The Amazonian frog toxin used at a spiritual retreat where a man died was so strong that it caused another participant to faint and soil herself, an inquest has heard.
Witness testimony in a Byron Bay courtroom paused on Thursday afternoon, the penultimate day of the inquest into the death of Jarrad Antonovich, with only the man alleged to have organised the six-day retreat at which he died and presided over its ayahuasca ceremonies, Soulore “Lore” Solaris, and the man alleged to have conducted its “kambo” ceremonies, Cameron Kite, yet to appear.
Earlier in the day, the courtroom heard both men continued to conduct similar rituals in the months following Antonovich’s agonising death on 16 October 2021 after taking “kambo” – the toxic secretions of an Amazonian frog – and hallucinogenic tea.
The court also heard that the “kambo” used in the ritual was so strong that it caused at least one other participant in the ritual to faint and lose control of her bowels.
Lurelle Alefounder testified to a quid pro quo relationship with Solaris. Describing him as a spiritual leader, Alefounder said she gave Solaris singing lessons in exchange for her participation in ceremonies, which could cost $350 each.
The pair met in 2021, she said, at a Solaris-led ayahuasca ceremony and Alefounder went on to participate in more than a dozen other ceremonies over which he allegedly presided, including that at which Antonovich died.
Alefounder was singing and participating in the ceremony after having drunk ayahuasca while a prone Antonovich made “unpleasant noises” and was “groaning like he was in intense pain” in the last moments of his life, she told the inquest.
She was also sitting next to Anotonvich at the kambo ritual that morning. However she had limited contact with him in the intervening hours after enduring what she agreed was an “extreme experience” with the drug herself.
“You estimate that within a minute of that kambo being applied you purged into a bucket, you felt very hot, your heart was racing,” counsel assisting the coroner, Peggy Dwyer, said, reading Alefounder’s police statement.
“You explain in your statement, you purged, you soiled yourself, you lost consciousness for a few seconds.”
Alefounder agreed but said such reactions were “not uncommon” – she herself had experienced all the same reactions at her prior kambo ceremony, which had also been presided over by Kite.
About an hour after Antonovich’s death, Alefounder said Solaris asked her to drive to Lismore and tell his flatmate to “not reveal that it was an ayahuasca ceremony”.
Alefounder agreed it was the “humanitarian thing to do” to pass on news of the tragedy but said she refused to follow the second part of the request.
“I wasn’t going to do that, because I didn’t want to lie,” she said.

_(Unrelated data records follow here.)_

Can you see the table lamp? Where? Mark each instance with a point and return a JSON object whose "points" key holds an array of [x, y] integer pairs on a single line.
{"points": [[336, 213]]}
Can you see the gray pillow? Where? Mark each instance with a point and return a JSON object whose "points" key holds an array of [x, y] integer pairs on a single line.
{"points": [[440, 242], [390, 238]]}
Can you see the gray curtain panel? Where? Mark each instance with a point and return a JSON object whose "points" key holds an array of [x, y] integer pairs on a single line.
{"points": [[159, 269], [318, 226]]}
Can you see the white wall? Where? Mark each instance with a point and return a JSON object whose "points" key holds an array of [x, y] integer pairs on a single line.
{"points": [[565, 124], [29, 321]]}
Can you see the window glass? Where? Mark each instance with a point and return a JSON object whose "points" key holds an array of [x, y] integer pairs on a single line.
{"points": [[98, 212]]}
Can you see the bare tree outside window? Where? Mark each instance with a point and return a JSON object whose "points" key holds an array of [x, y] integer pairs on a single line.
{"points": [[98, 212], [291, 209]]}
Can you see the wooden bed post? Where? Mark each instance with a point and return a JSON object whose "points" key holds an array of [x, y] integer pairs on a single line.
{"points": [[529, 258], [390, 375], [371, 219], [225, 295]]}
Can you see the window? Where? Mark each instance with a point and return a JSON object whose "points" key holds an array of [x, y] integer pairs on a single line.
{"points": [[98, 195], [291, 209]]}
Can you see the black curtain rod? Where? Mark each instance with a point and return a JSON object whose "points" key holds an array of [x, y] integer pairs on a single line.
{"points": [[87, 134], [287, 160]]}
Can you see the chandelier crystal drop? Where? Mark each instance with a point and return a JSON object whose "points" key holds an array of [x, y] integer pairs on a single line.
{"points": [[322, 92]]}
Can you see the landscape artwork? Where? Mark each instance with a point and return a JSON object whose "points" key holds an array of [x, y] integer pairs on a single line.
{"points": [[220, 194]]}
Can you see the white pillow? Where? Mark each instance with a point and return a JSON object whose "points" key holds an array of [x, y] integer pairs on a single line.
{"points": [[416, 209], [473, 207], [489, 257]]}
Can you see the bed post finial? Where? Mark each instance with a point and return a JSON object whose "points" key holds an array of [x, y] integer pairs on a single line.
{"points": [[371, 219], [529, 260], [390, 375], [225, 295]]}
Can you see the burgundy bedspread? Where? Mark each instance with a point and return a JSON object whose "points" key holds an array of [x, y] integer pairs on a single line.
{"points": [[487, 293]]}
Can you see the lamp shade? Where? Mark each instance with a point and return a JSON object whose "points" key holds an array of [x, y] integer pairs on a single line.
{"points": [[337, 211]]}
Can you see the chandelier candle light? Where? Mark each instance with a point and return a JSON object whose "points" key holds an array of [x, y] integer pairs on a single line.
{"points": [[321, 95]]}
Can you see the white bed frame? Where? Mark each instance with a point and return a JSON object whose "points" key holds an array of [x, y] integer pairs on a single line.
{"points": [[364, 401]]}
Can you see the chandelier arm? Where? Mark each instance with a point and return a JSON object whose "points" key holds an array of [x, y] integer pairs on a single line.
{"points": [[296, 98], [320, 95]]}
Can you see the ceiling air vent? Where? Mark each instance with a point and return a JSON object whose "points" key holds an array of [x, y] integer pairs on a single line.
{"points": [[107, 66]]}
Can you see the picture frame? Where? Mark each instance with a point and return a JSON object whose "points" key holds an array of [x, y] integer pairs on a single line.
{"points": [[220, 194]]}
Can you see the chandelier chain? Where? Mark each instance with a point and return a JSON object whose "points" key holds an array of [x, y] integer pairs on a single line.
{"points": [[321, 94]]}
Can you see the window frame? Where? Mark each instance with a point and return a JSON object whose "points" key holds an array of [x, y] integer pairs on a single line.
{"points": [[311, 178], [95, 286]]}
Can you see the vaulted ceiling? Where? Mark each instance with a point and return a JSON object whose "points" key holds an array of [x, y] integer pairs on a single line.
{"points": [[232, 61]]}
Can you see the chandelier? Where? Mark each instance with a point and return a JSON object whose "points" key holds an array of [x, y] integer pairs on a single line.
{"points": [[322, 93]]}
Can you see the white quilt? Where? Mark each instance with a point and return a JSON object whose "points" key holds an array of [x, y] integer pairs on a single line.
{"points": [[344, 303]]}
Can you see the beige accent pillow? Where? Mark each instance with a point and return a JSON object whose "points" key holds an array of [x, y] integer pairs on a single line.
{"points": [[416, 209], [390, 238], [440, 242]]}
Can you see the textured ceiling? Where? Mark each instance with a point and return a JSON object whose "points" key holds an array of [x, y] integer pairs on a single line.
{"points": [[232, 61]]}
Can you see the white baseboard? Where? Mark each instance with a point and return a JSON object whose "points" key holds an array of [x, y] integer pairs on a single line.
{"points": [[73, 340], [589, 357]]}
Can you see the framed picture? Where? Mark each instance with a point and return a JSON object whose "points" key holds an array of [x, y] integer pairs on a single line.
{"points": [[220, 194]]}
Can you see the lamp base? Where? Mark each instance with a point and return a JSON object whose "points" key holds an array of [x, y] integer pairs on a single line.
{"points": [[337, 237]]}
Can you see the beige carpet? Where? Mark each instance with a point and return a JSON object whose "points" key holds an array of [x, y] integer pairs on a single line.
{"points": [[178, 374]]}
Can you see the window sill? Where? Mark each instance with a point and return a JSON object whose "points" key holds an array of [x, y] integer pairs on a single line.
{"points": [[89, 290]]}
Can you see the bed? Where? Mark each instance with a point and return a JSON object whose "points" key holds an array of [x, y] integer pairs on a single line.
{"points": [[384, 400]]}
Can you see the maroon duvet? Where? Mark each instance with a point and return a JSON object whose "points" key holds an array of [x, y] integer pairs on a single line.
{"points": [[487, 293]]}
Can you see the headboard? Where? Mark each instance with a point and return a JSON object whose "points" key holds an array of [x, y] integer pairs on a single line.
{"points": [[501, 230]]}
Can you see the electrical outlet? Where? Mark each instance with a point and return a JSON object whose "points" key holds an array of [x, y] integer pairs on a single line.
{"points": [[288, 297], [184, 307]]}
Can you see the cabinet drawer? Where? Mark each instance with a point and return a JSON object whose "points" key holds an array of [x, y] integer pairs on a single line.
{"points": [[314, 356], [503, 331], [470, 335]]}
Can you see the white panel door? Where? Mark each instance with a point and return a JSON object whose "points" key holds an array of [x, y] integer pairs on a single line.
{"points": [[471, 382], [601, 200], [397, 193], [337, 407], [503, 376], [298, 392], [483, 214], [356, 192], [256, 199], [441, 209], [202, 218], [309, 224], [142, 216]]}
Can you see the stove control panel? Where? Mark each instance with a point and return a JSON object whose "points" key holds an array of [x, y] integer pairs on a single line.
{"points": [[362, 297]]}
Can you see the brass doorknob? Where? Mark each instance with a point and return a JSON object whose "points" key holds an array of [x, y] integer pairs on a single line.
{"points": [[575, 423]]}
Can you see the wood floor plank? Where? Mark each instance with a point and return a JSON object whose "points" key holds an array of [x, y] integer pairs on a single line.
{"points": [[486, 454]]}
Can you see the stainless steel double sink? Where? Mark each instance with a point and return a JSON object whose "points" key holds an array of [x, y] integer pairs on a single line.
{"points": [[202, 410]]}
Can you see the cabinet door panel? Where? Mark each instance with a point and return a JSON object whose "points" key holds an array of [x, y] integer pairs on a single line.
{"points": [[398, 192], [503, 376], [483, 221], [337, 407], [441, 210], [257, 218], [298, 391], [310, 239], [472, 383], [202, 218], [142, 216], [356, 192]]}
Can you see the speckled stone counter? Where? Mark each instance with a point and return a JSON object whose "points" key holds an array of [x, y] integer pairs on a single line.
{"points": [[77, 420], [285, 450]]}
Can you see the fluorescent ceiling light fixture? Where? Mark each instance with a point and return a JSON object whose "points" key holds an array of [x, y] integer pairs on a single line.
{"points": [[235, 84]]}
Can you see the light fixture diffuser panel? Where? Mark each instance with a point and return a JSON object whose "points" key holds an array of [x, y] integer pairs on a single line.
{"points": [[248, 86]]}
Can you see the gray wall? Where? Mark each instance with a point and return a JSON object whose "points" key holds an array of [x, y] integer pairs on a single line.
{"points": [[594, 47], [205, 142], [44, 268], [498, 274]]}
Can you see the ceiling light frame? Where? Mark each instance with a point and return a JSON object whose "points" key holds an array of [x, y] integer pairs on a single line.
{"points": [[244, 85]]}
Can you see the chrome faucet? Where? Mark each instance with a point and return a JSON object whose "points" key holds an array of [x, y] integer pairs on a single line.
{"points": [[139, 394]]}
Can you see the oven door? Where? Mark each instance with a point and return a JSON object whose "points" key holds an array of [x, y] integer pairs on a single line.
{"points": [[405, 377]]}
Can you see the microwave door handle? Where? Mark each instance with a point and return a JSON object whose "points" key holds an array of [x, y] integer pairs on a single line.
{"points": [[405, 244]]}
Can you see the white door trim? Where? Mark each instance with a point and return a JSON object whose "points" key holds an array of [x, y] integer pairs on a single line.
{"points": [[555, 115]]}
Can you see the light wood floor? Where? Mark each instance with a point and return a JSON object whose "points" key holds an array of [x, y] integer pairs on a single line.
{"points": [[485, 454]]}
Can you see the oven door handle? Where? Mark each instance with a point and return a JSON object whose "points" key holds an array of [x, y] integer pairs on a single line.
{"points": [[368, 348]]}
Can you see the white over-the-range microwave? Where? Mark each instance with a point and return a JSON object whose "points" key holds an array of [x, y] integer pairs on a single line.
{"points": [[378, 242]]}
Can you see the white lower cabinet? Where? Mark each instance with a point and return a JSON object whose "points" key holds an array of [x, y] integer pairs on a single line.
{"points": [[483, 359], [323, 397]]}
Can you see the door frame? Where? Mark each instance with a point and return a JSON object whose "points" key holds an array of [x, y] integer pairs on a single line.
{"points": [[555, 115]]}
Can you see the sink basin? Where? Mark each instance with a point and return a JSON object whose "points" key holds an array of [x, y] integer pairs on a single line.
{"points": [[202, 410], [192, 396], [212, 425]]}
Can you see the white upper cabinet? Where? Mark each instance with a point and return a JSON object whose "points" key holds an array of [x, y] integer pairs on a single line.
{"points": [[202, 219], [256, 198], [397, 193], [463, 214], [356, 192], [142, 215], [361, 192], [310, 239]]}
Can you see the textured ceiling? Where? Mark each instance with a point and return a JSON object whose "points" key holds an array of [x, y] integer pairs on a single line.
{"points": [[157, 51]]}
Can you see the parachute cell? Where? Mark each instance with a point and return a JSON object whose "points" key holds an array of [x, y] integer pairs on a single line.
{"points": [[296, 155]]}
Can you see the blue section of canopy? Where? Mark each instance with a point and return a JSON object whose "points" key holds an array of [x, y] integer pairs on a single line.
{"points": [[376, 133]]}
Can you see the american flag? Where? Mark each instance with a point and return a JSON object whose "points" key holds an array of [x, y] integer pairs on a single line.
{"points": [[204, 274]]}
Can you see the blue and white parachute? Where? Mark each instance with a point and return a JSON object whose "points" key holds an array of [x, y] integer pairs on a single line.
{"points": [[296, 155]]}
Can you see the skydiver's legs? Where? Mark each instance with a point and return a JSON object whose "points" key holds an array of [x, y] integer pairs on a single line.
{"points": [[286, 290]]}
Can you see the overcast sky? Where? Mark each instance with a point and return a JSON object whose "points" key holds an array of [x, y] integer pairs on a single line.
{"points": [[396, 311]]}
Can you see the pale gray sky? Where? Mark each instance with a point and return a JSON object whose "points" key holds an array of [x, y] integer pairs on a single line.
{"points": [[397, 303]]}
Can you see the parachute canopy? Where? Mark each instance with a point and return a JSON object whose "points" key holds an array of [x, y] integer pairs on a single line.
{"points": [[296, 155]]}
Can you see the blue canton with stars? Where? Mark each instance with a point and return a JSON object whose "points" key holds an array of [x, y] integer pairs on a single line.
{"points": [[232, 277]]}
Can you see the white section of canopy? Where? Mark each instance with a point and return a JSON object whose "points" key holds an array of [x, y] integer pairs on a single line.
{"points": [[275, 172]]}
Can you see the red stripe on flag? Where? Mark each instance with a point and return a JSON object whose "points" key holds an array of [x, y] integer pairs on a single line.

Solaris’s barrister, Alex Radojev, denied this occurred and questioned why the allegation had not been made in Alefounder’s police statement.
Alefounder retained a strong belief in the effectiveness of the Indigenous Brazilian medicines, saying they had healed her in ways that mainstream Western medicine had failed.
Alefounder told the court she was a participant in a Kite-led kambo ritual relatively soon afterwards and several Solaris-led ayahuasca ceremonies over the course of following months.
Lee O’Dwyer, who helped Kite conduct the kambo ritual by applying burns to the skin of participants, later told the court he also took part in Solaris’ ceremonies until August 2023.
O’Dwyer said his recollections were “somewhat different” to Alefounder’s, saying he did not recall helping apply the kambo to Antonovich, as O’Dwyer left the ceremony and spent about 30 minutes with Alefounder, helping her through her reaction to the frog toxin.
“There was some cleaning required,” he said.
O’Dwyer said that at some point in the afternoon he suggested Antonovich go to hospital, but deferred to “elders” who had decided he did not.
Earlier, the inquest heard expert testimony that Antonovich’s life would probably have been saved by timely medical attention.